You cannot accidentally plagiarize. But you can read something you like and mold it into a different animal. Every writer does that whether they admit it or not.
Austin Kleon wrote Steal Like an Artist, given to me by a good writing friend who knows how I feel about what is and isn’t plagiarism. I loved the book. It’s small, easily read, but if you take the time to dissect it, it’s jam packed with wisdom about the very subject of this editorial. Read it.

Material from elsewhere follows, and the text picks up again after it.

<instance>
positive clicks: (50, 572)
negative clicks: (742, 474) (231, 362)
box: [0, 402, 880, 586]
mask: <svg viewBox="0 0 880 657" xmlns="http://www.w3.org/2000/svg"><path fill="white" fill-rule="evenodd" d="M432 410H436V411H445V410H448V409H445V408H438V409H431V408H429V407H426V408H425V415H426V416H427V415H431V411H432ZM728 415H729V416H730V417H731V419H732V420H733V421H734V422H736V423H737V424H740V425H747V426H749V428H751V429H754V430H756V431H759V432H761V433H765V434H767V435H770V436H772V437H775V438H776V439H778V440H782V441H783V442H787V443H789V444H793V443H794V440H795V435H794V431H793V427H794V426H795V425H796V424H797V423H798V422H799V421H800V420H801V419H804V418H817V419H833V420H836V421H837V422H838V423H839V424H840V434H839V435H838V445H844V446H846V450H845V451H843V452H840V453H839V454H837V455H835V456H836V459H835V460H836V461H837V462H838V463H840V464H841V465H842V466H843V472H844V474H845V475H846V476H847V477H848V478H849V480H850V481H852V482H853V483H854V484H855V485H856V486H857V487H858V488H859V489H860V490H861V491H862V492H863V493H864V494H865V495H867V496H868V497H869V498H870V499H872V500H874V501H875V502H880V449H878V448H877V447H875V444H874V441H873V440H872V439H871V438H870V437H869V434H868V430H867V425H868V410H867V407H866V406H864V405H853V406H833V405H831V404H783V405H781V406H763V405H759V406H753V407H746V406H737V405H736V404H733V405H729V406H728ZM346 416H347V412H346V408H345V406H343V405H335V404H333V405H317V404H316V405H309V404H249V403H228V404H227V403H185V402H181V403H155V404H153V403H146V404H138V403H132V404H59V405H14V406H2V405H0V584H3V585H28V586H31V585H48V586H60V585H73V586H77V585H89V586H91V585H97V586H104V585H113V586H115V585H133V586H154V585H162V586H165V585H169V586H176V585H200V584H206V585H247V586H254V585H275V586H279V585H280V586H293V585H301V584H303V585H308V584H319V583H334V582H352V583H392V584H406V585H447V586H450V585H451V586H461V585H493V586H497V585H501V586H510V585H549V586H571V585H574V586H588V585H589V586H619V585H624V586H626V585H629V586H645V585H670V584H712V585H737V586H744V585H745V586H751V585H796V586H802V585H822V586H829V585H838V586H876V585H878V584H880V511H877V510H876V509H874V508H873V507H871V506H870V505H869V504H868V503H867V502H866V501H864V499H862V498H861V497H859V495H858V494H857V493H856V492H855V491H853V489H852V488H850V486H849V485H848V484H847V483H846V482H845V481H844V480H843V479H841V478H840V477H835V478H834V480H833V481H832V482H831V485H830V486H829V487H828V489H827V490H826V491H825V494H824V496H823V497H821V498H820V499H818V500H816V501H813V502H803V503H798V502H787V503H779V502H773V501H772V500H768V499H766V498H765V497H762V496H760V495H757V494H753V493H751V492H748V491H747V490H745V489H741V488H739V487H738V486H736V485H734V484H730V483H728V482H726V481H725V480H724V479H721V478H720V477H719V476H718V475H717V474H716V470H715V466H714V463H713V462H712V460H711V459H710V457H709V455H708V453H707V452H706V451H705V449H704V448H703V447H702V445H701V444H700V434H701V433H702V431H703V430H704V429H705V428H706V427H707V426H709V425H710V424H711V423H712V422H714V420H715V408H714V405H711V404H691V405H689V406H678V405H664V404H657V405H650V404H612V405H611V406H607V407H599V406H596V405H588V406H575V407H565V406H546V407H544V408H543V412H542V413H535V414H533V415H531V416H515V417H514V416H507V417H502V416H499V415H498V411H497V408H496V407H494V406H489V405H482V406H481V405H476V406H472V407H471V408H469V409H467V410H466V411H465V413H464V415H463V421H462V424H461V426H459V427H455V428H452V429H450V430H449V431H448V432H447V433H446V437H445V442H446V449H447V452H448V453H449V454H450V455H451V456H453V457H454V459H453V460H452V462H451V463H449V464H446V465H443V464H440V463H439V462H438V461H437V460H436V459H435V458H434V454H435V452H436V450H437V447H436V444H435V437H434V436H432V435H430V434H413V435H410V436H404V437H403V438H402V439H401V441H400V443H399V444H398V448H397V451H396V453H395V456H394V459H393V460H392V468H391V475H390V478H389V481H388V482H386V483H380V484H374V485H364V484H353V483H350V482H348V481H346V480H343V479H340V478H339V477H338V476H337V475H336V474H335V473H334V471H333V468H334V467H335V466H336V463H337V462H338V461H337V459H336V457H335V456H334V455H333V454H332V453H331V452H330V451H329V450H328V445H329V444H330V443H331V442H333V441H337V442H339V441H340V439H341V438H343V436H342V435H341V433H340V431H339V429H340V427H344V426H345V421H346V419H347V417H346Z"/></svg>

And if you do not believe me, consider someone more famous and profound:
“Immature poets imitate; mature poets steal; bad poets deface what they take, and good poets make it into something better, or at least something different. The good poet welds his theft into a whole of feeling which is unique, utterly different from that from which it was torn.” ~T.S. Eliot
Martta Karol says
I have learned so much about writing fiction from reading novels, not just those that are well-written but also those that show how NOT to write. And now in a challenging revision process (4th, and a long literary novel), analyzing how other writers have successfully dealt with similar structural or other craft issues is extremely helpful. But I have noted one issue that seems to have developed as a result of my reading other novelists’ works as I’ve been writing mine: I have tended, at times, to unconsciously absorb and apply the voice of other writers to my work, thus making my own voice inconsistent and less authentic. Not always, but it’s happened. Maybe it’s just me, since I’m also a person who has been known to on occasion and totally unaware start talking with similar inflections, even accents, of people I am having a conversation with. Subtly, but still . . .
C Hope Clark says
Sounds like you know whether or not you are doing it, though. You’d identified the problem and can avoid it.
Martta Karol says
Well, hopefully. Sometimes, because the intrusion of the other’s voice is more subtle than glaring, I think I sense it but can’t quite get a handle on where it begins and ends, especially because I’ve read and reread the material so many times I can almost recite it verbatim–almost (my first draft came in at 600+ pages, so I’m doing a lot of whittling).
Love your newsletters, by the way. So much good information!